How can I skip this error or modify the configuration?

| username: 像风一样的男子 | Original post link

Modify the downstream Kafka configuration:

Maximum bytes a broker can receive for a message

message.max.bytes=2147483648

Maximum bytes a broker can replicate for a message

replica.fetch.max.bytes=2147483648

Maximum bytes a consumer can read for a message

fetch.message.max.bytes=2147483648

The official documentation provides a solution:

| username: 爱白话的晓辉 | Original post link

The Kafka we are using is from Alibaba Cloud, and it has already been adjusted to the maximum of 10M. What are the solutions for modifying TiCDC at the moment?

| username: 像风一样的男子 | Original post link

Reduce the max-message-bytes configuration in the Kafka Sink URI of cdc.

| username: Anna | Original post link

Based on your description, the issue might be caused by the TiCDC checkpoint TSO not changing. TiCDC periodically records the checkpoint TSO for recovering synchronization tasks. If the checkpoint TSO does not change, it may cause synchronization tasks to fail.

To resolve this issue, check whether the TiCDC synchronization tasks and monitoring metrics are normal. You can follow these steps:

  1. Check if the TiCDC synchronization tasks are normal. You can use the TiCDC command-line tool tiup ctl or the PD monitoring panel to view the status of TiCDC synchronization tasks. If the synchronization task status is normal, you can rule out issues caused by abnormal synchronization tasks.
  2. Check if the TiCDC monitoring metrics are normal. You can use the TiCDC monitoring panel or Grafana to monitor TiCDC metrics, such as checkpoint TSO and resolved TS, to see if there are any abnormal fluctuations or persistent unchanging conditions.
  3. If there are anomalies in the TiCDC monitoring metrics, try restarting the TiCDC nodes or using TiCDC’s dynamic parameter adjustment feature to gradually adjust parameters and observe if the monitoring metrics return to normal.
  4. If the TiCDC monitoring metrics are normal but there are still alerts, try adjusting the alert rules, such as changing the alert thresholds or alert intervals, to reduce false positives.

Note that TiCDC synchronization tasks are complex and require analysis and resolution based on specific circumstances.
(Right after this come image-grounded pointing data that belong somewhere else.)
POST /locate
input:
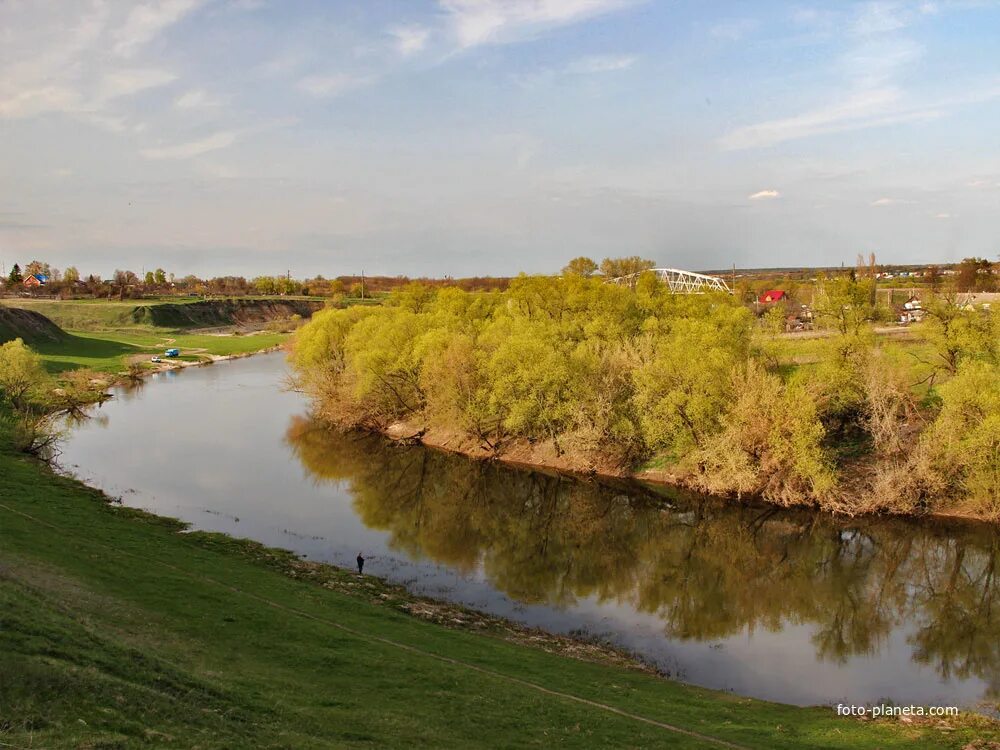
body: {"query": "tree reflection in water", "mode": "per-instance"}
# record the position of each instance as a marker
(706, 568)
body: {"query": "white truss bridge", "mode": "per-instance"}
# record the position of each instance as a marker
(679, 282)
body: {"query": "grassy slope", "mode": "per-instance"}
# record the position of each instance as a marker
(101, 335)
(105, 351)
(116, 631)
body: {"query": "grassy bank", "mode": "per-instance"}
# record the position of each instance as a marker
(118, 631)
(106, 352)
(103, 335)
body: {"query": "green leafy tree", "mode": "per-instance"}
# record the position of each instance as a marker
(581, 266)
(37, 267)
(21, 373)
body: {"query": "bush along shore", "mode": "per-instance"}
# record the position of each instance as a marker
(695, 390)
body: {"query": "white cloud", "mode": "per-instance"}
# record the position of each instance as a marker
(601, 64)
(196, 99)
(410, 39)
(191, 149)
(881, 202)
(863, 110)
(332, 84)
(734, 30)
(887, 16)
(475, 22)
(147, 20)
(118, 83)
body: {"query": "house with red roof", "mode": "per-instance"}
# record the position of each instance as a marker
(772, 295)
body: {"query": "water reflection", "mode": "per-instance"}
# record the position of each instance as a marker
(706, 570)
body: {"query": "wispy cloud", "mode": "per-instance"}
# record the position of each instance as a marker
(870, 69)
(475, 22)
(331, 84)
(734, 30)
(882, 202)
(884, 16)
(197, 99)
(601, 64)
(147, 20)
(118, 83)
(410, 39)
(191, 149)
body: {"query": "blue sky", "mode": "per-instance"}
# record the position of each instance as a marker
(475, 137)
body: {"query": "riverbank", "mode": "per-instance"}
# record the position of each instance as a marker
(544, 455)
(217, 642)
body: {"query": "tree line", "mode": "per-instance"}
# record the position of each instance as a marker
(694, 385)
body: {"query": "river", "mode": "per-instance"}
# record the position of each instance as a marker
(792, 606)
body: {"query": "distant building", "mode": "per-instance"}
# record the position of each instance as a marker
(36, 279)
(772, 295)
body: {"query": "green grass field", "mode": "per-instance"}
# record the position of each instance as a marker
(117, 631)
(101, 336)
(106, 352)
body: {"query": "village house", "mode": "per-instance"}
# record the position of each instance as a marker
(771, 296)
(36, 280)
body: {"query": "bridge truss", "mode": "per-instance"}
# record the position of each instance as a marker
(680, 282)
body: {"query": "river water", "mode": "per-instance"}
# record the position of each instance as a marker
(791, 606)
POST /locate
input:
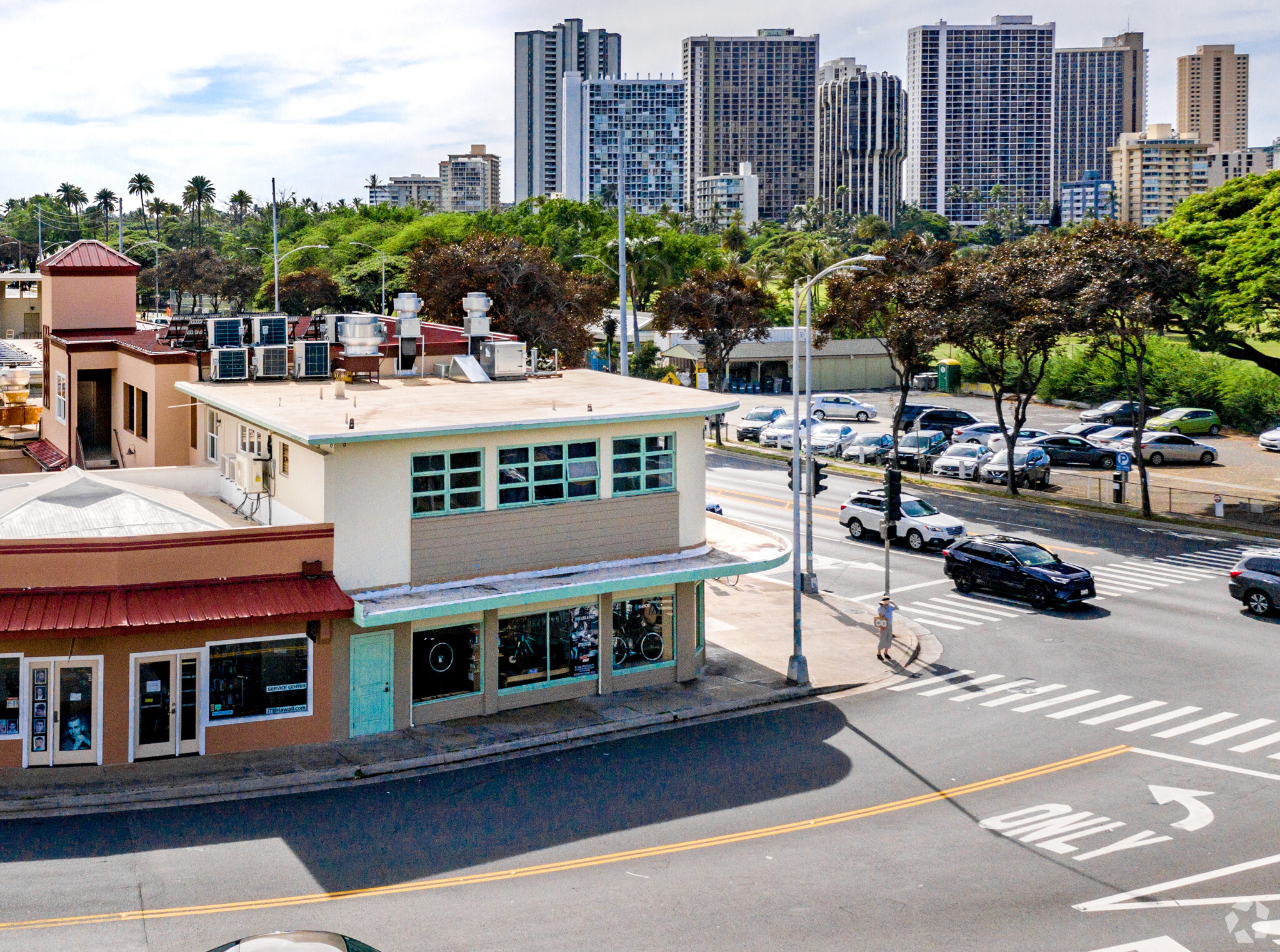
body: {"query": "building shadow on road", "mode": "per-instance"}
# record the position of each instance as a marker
(429, 826)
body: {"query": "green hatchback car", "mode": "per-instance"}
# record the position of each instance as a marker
(1187, 420)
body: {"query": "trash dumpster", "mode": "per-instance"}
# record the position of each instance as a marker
(949, 376)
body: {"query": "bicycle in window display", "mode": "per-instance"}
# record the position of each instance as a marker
(636, 639)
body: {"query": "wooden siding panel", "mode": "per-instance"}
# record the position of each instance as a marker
(447, 548)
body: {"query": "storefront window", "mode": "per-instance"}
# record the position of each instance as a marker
(644, 631)
(548, 474)
(259, 678)
(446, 662)
(644, 465)
(447, 483)
(9, 709)
(537, 649)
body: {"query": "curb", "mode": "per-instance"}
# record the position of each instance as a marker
(1237, 533)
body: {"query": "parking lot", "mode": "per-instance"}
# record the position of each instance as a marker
(1246, 476)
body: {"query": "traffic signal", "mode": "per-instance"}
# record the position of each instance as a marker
(892, 496)
(819, 476)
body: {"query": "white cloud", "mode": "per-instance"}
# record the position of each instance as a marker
(323, 94)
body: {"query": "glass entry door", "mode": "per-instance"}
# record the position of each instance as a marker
(166, 705)
(74, 732)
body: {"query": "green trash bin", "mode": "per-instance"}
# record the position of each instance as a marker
(949, 376)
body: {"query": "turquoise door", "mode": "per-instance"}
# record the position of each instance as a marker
(371, 684)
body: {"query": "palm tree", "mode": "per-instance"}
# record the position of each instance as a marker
(73, 198)
(105, 200)
(142, 186)
(198, 196)
(240, 204)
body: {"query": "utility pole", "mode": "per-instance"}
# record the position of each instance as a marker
(798, 667)
(622, 260)
(276, 249)
(811, 579)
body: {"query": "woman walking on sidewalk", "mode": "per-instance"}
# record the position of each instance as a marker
(885, 622)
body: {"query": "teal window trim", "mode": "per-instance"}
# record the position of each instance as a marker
(447, 483)
(644, 464)
(548, 473)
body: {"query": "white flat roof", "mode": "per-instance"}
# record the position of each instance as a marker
(410, 407)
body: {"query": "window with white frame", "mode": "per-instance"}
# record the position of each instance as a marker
(644, 464)
(11, 712)
(548, 474)
(211, 436)
(261, 678)
(59, 397)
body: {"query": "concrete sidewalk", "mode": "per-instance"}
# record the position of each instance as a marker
(749, 641)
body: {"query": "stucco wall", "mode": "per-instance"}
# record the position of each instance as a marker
(107, 301)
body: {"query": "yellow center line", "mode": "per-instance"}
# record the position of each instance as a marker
(498, 876)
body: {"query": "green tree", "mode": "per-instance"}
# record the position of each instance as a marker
(898, 301)
(1233, 234)
(199, 195)
(720, 310)
(1131, 283)
(142, 186)
(105, 203)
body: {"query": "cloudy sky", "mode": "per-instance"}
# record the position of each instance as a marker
(322, 94)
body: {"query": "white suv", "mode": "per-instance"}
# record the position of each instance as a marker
(838, 406)
(863, 514)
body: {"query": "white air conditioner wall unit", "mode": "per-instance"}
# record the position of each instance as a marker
(250, 474)
(310, 359)
(226, 332)
(271, 331)
(272, 361)
(228, 364)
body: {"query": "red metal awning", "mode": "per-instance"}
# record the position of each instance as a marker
(123, 609)
(45, 453)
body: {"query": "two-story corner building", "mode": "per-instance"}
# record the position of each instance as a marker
(506, 544)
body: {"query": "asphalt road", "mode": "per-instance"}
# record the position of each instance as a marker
(818, 826)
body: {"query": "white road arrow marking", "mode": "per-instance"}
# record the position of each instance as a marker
(1197, 814)
(1162, 944)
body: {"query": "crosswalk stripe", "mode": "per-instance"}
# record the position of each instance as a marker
(1159, 719)
(998, 689)
(909, 685)
(948, 613)
(1127, 712)
(1011, 699)
(959, 685)
(989, 614)
(1051, 701)
(1255, 745)
(1149, 576)
(1234, 731)
(1196, 724)
(1091, 705)
(934, 621)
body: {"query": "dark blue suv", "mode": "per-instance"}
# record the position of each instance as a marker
(1017, 567)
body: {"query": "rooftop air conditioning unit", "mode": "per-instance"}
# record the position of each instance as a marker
(271, 331)
(250, 474)
(226, 332)
(272, 361)
(229, 364)
(310, 359)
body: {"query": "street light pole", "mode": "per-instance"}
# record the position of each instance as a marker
(384, 270)
(276, 249)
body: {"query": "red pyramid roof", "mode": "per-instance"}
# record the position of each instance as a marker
(89, 258)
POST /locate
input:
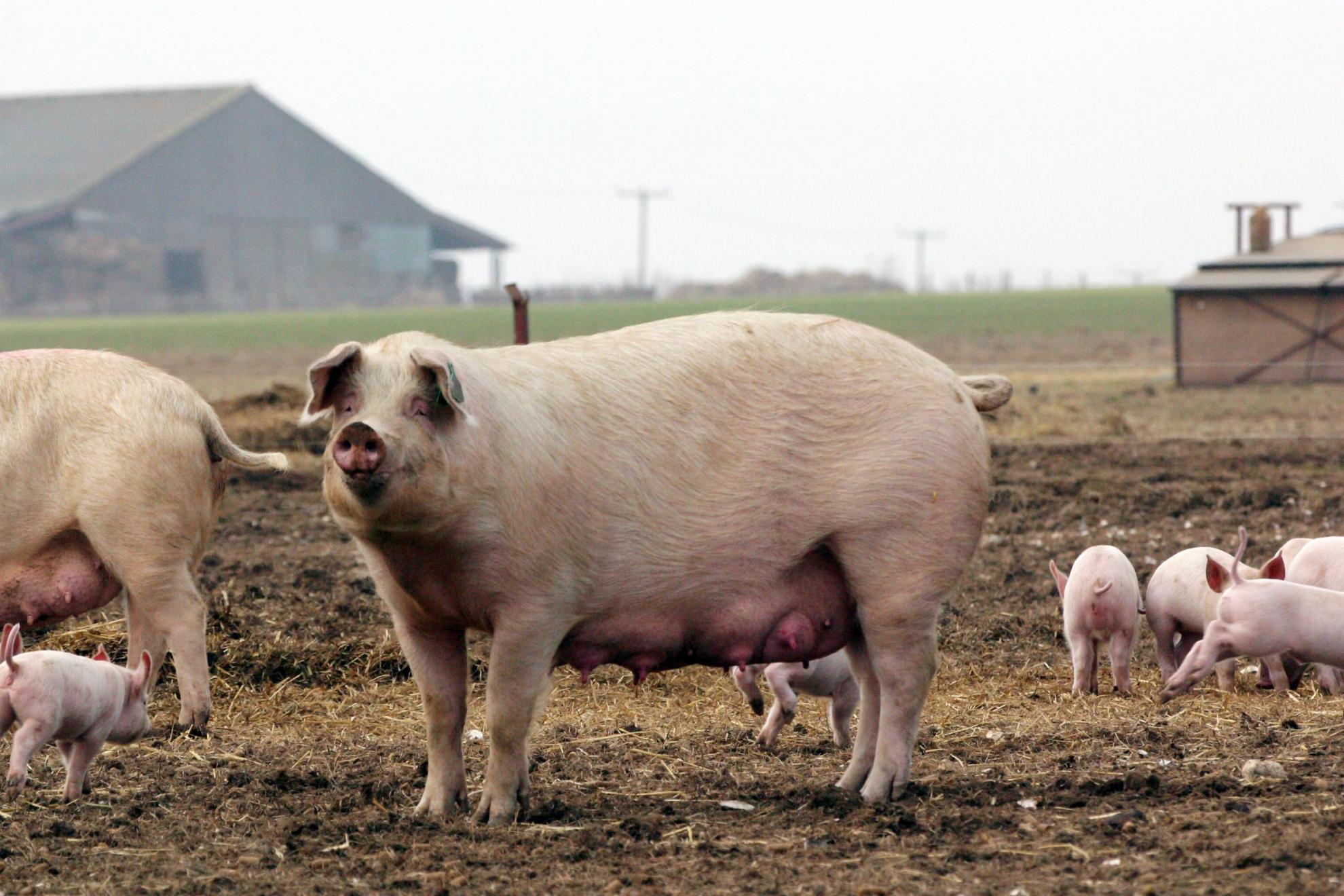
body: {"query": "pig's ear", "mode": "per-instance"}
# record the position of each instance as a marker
(1061, 579)
(140, 677)
(440, 367)
(1275, 569)
(1216, 576)
(323, 379)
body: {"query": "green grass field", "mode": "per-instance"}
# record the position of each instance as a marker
(1142, 312)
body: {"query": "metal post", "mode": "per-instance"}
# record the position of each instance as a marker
(643, 195)
(519, 300)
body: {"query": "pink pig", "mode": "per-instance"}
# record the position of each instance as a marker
(1264, 617)
(1319, 562)
(1101, 603)
(827, 677)
(77, 702)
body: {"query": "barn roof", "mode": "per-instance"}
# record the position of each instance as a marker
(1303, 263)
(57, 148)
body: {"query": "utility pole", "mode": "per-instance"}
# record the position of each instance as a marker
(643, 195)
(920, 237)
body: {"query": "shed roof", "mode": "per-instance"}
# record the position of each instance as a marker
(57, 148)
(1303, 263)
(54, 148)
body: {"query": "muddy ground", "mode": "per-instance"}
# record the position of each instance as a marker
(315, 757)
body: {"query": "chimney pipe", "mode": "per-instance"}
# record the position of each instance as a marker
(1260, 229)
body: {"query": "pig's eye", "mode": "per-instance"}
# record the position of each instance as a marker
(419, 407)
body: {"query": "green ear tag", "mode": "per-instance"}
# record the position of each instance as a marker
(455, 387)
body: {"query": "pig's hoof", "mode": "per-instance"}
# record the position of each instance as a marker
(194, 722)
(500, 809)
(879, 791)
(440, 805)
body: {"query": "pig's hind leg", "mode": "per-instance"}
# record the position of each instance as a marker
(898, 578)
(1330, 679)
(30, 738)
(1083, 650)
(519, 672)
(166, 613)
(1121, 648)
(5, 713)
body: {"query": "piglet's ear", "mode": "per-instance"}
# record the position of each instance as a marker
(140, 677)
(1216, 576)
(324, 377)
(1275, 569)
(440, 367)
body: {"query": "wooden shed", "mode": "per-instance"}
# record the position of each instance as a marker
(1273, 316)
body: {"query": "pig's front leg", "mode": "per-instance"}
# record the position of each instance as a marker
(1277, 675)
(844, 701)
(1216, 643)
(438, 664)
(785, 704)
(78, 757)
(65, 746)
(521, 667)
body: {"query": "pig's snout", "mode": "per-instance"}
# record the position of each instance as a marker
(358, 449)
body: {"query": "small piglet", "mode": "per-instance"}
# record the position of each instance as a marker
(77, 702)
(1101, 603)
(1180, 606)
(1264, 617)
(827, 677)
(1319, 562)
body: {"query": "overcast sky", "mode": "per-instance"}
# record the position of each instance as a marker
(1078, 137)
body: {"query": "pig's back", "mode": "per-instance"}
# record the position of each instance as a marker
(1320, 563)
(1104, 591)
(74, 418)
(733, 441)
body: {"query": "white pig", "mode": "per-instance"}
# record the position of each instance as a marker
(1263, 617)
(720, 489)
(111, 480)
(828, 677)
(77, 702)
(1100, 605)
(1319, 562)
(1180, 603)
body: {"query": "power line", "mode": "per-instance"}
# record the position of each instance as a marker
(643, 195)
(920, 238)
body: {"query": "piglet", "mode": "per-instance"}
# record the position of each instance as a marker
(1264, 617)
(1319, 562)
(827, 677)
(1101, 603)
(77, 702)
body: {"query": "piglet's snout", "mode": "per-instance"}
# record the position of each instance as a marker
(358, 449)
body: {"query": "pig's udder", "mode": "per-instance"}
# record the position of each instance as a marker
(804, 614)
(64, 579)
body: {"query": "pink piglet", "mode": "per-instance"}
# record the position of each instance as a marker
(81, 703)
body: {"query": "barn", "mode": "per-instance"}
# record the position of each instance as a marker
(1271, 315)
(204, 199)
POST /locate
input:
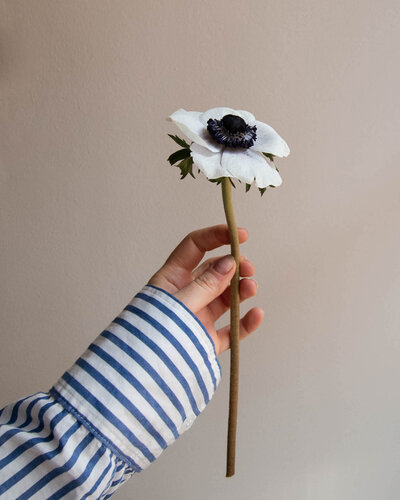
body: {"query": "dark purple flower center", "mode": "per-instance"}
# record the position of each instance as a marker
(232, 131)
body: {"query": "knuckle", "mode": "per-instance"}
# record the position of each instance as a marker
(208, 281)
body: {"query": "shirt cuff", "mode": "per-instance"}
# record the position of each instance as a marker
(145, 378)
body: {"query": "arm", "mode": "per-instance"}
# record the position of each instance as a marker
(135, 390)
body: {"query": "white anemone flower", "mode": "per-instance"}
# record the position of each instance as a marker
(232, 143)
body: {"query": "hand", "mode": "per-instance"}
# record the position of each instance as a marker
(205, 289)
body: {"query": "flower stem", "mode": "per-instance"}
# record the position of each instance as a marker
(235, 317)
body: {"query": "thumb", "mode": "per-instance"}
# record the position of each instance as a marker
(209, 285)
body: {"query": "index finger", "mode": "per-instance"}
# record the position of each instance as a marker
(191, 249)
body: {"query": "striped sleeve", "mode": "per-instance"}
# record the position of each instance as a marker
(134, 391)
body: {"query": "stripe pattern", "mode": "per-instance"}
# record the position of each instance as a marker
(133, 392)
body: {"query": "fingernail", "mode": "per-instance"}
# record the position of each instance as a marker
(224, 265)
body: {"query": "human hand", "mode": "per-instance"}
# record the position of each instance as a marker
(204, 288)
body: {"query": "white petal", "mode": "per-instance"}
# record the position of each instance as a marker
(218, 113)
(243, 164)
(269, 141)
(189, 123)
(268, 176)
(209, 163)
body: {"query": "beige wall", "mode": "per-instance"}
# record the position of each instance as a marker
(90, 208)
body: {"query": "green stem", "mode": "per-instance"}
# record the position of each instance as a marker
(235, 317)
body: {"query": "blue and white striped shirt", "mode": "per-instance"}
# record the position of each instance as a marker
(134, 391)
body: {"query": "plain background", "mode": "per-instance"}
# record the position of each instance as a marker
(90, 209)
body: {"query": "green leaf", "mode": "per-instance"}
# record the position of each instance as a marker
(269, 155)
(216, 181)
(179, 155)
(179, 141)
(186, 166)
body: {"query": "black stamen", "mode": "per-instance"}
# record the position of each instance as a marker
(232, 131)
(234, 124)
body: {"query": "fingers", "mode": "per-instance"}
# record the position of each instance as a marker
(191, 250)
(246, 268)
(247, 289)
(209, 285)
(248, 324)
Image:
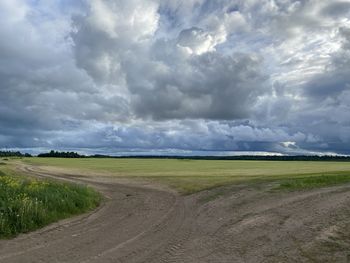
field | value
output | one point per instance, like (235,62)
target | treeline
(61,154)
(13,154)
(241,157)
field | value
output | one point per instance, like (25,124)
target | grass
(27,204)
(318,181)
(190,176)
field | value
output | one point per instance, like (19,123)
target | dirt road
(141,223)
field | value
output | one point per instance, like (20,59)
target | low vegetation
(190,176)
(27,204)
(310,182)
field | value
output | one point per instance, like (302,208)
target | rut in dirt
(145,224)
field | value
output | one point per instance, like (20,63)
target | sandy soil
(142,223)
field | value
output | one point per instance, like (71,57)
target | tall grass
(27,204)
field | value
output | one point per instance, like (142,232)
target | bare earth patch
(242,223)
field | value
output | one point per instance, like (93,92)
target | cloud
(195,75)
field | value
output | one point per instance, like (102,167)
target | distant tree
(57,154)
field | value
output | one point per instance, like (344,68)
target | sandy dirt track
(141,223)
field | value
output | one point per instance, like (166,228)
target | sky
(184,77)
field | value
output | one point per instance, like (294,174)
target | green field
(27,204)
(189,176)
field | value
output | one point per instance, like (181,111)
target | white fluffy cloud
(202,75)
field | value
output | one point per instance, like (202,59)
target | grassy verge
(316,181)
(27,204)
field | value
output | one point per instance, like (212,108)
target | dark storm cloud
(176,75)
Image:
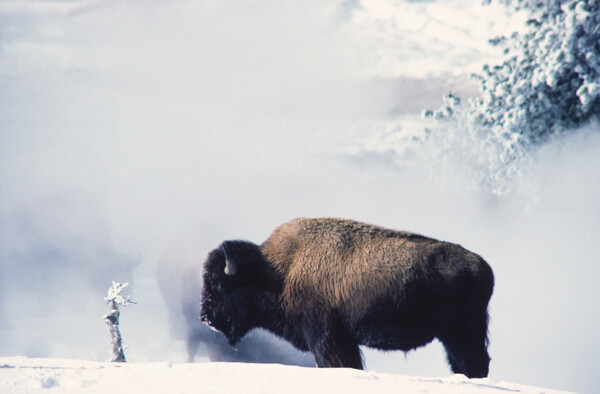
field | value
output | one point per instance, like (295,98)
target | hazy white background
(134,130)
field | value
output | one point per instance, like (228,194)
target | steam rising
(129,131)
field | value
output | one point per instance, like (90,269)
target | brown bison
(329,285)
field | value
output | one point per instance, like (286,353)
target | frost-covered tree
(114,298)
(550,77)
(548,81)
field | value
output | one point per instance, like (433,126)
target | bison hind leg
(466,349)
(334,347)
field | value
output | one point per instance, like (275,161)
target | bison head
(230,293)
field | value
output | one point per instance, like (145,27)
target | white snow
(130,129)
(20,375)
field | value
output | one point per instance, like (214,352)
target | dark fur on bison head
(232,274)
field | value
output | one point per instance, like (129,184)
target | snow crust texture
(20,375)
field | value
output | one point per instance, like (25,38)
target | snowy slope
(21,375)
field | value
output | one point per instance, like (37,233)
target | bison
(180,285)
(329,285)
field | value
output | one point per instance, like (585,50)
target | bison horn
(230,266)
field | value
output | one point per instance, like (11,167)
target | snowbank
(20,375)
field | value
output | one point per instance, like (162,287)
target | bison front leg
(334,347)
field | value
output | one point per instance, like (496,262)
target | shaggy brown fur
(328,285)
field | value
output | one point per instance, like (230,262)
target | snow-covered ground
(133,130)
(19,375)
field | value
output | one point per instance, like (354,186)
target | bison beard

It is recommended to back up your data before resolving the issue to prevent data loss. Additionally, when deploying TiCDC, set the parameters reasonably according to actual business conditions and hardware configurations to avoid issues such as abnormal synchronization tasks or monitoring metrics.

| username: Anna | Original post link

The image is not visible. Please provide the text you need translated.

| username: 爱白话的晓辉 | Original post link

Is there a parameter to skip erroneous data?

| username: 爱白话的晓辉 | Original post link

The parameter max-message-bytes=1040000 has already been reduced.

| username: yilong | Original post link

You can try using ignore-txn-start-ts to skip.